Image: Water filling Kati Thanda-Lake Eyre in April 2024. Source: cam_fry_ / Instagram

May

The last month of autumn was a good chance for southern hemisphere aurora chasers as the strongest geomagnetic storm in years caused the night sky to glow. While most aurora sightings in Australia come from the far southern states, the event is May was so strong it could be seen from Queensland.

Image: Aurora Australis visible from the Scenic Rim region in Queensland in early May 2024. Source: @casey_eveleigh / Instagram

June

The first month of winter saw cold weather settling in across the country’s southern states and wintry weather can produce spectacular scenes in the sky.

The photo bow below was spotted in central Tasmania on a cold day in June. The fog bow was caused by light from the sun being reflected and refracted by tiny droplets of water in the lower atmosphere. Fog bows form in a similar way to rainbows, but the smaller droplet size causes them to appear as a ghostly white arc.

Image: A fog bow spotted over an ice-rimmed lake in Tasmania’s Central Highlands during the middle of June. Source: @stephen.kettle / Instagram

July

A deep freeze set in over parts of southeastern Australia during July, causing Tasmania to register its lowest July temperatures on record. The temperature got so low that a thick glaze formed on some of the trees in Tasmania’s Central Highlands, causing talons of ice to hang from leaves and branches.

Image: Glaze on a tree next to the Highland Lakes Road in Tasmania during July 2024. Source: @stephen.kettle / Instagram

August

The final month of winter featured plenty of fog across Australia’s chilly southern states, including the impressive scene captured in the image below. The image was taken at Hallett Cove in Adelaide as fog hung over the water and parts of the coast.

Fog is more prominent in the cooler months because the air can more easily cool to its dew point, causing airborne water vapour to condense into the tiny liquid droplets that make fog.

Image: Fog at Hallett Cove, SA in August 2024. Source: @stellar_momentum / Instagram

September

One of the largest full moons of the year occurred in September when a supermoon appeared in the night sky above Australia. Supermoons are simply full moons that occur when the moon is near its closest point to earth in its elliptical orbit. Supermoons appear about 14% larger than the smallest moon of the year.
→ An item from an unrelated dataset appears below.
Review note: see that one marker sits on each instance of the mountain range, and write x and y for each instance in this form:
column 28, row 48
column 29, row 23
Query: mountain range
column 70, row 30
Image: September’s supermoon over Sydney’s Opera House. Source: @philipps.world.of.photography / Instagram

October

If you like lightning, then October is a month for you. Thunderstorms typically start to become more active over Australia in October, as this is when the key ingredients required for storm development start to become more available:

  • Moisture in the air near the ground
  • Instability in the atmosphere
  • A lifting mechanism that causes air to start rising

One day alone at the beginning of October produced more than 600,000 lightning strikes over WA. There were storms over many other areas in Australia during the month, including Dundee Beach in the NT, which you can see in the impressive image below.

Image: Lightning at Dundee Beach, NT in October 2024. Source: @thegoldensnapper / Instagram

November

Bioluminescence is not technically weather, but the eerie light display in the water is as impressive as anything you might see in the sky. Bioluminescence occurs when light is produced by a chemical reaction inside living organisms. It can occur in fish, squids, crustaceans and algae, and is typically triggered when the water these organisms are living in becomes disturbed or agitated.

Image: Bioluminescence at South Arm, Tas during November 2024. Source: @mountaingoat.creative.images / Instagram

December

A hot and dry end to 2024 allowed more fires to range in western Victoria during December. One large fire in the Grampians National Park caused a huge plume of smoke to drift over South Australia and Melbourne. The image below shows the smoke from this fire shielding the afternoon sun at Belgrave South, near Melbourne.